The story of Obama’s speech is told by Ada Ferrer in the final pages of her new book, Cuba: An American History. For Ferrer, Obama’s visit to Cuba and his remarks there were a perfect example of a dynamic she describes throughout the book: Cuba and the United States hold up a mirror to one another. The history of the two countries has been intertwined. Cubans and Americans see themselves through each other’s eyes.
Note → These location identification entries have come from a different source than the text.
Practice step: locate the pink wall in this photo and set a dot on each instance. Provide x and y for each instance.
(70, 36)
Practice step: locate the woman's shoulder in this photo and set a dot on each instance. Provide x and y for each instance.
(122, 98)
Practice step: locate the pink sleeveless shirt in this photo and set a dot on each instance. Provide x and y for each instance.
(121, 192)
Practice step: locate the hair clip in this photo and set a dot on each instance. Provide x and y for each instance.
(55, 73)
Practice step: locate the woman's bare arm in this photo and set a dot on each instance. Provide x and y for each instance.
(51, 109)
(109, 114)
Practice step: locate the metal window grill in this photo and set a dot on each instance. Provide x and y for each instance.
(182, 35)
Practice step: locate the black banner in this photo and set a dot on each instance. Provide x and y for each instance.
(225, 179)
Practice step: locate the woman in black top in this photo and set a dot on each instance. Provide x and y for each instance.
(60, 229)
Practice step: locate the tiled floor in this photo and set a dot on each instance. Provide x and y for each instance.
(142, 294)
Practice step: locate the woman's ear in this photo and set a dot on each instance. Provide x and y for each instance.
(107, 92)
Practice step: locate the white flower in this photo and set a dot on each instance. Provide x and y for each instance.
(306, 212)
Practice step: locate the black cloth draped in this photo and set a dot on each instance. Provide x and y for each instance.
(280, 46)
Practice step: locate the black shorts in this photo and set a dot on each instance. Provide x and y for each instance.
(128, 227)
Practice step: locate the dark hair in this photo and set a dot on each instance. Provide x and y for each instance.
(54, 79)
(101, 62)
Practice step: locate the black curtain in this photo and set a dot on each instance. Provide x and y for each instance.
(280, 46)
Looking into this mirror, Ferrer explained in a recent webinar about her book, allows us to see history “askew.” In other words, it has the effect of challenging the familiar stories Cubans and US Americans believe about their countries, enabling them to see the familiar from new angles. Obama’s speech, and the mirror that Ferrer writes of, underscore the profound connection between nations that, for the past few decades, have seen themselves, and have been seen by others, as antagonists.
To see history askew is likewise the goal of Nikole Hannah-Jones in The 1619 Project: A New Origin Story. Understanding the pivotal—indeed, central—role that African enslavement has played in the making of the United States necessarily transforms how we regard the treasured myths of our country’s founding in 1776.
Unlike Ferrer, Hannah-Jones doesn’t explicitly use the metaphor of the mirror; still, I suspect she would like it. In her preface to The 1619 Project, she suggests that the experiences of Black people have always been a kind of mirror the United States could hold up to itself, so as to reveal a much less perfect union. Non-Black citizens of this country might not like what they saw if they were able to look at the United States through the eyes of Black Americans.
Black people, Hannah-Jones writes, “are the stark reminders of some of [the United States’s] most damning truths.” One of these truths is that “eight in ten Black people would not be in the United States were it not for the institution of slavery in a society founded on ideals of freedom.” US Americans try to hide histories of slavery because it “shames us.” When Black people have used the rhetoric of freedom and rights that appears in the founding documents of the United States, it has been, at least in part, “to reveal this nation’s grave hypocrisies.”
If nations and their peoples hold up mirrors to one another, so, too, do Cuba and The 1619 Project. More to the point, Cuba offers yet another reflection of just how important The 1619 Project is; specifically, by demonstrating the centrality of slavery in the evolution of the Americas. In Cuba, too, the enslavement of Africans made possible the wealth of European empires; it fired the desires of US Americans to annex Cuba and maintain plantation slavery on the island, when they worried this institution would be abolished in their own country; and it animated independence movements against Spain in the 19th century. The afterlife of slavery is an urgent debate in Cuba today, just as it is in the United States.
And yet, Cuba also reflects how much more The 1619 Project could have been, and should have been. This is especially true if we’re to take seriously the book’s central historical claim: that we should view 1619 as a new origin story for the United States—an origin story that acknowledges the role slavery has played in the making of everything since that date. While Obama connected Cuba and the United States through their shared history of colonization and slavery, Hannah-Jones—judging by what she writes in this book—isn’t concerned with such ties.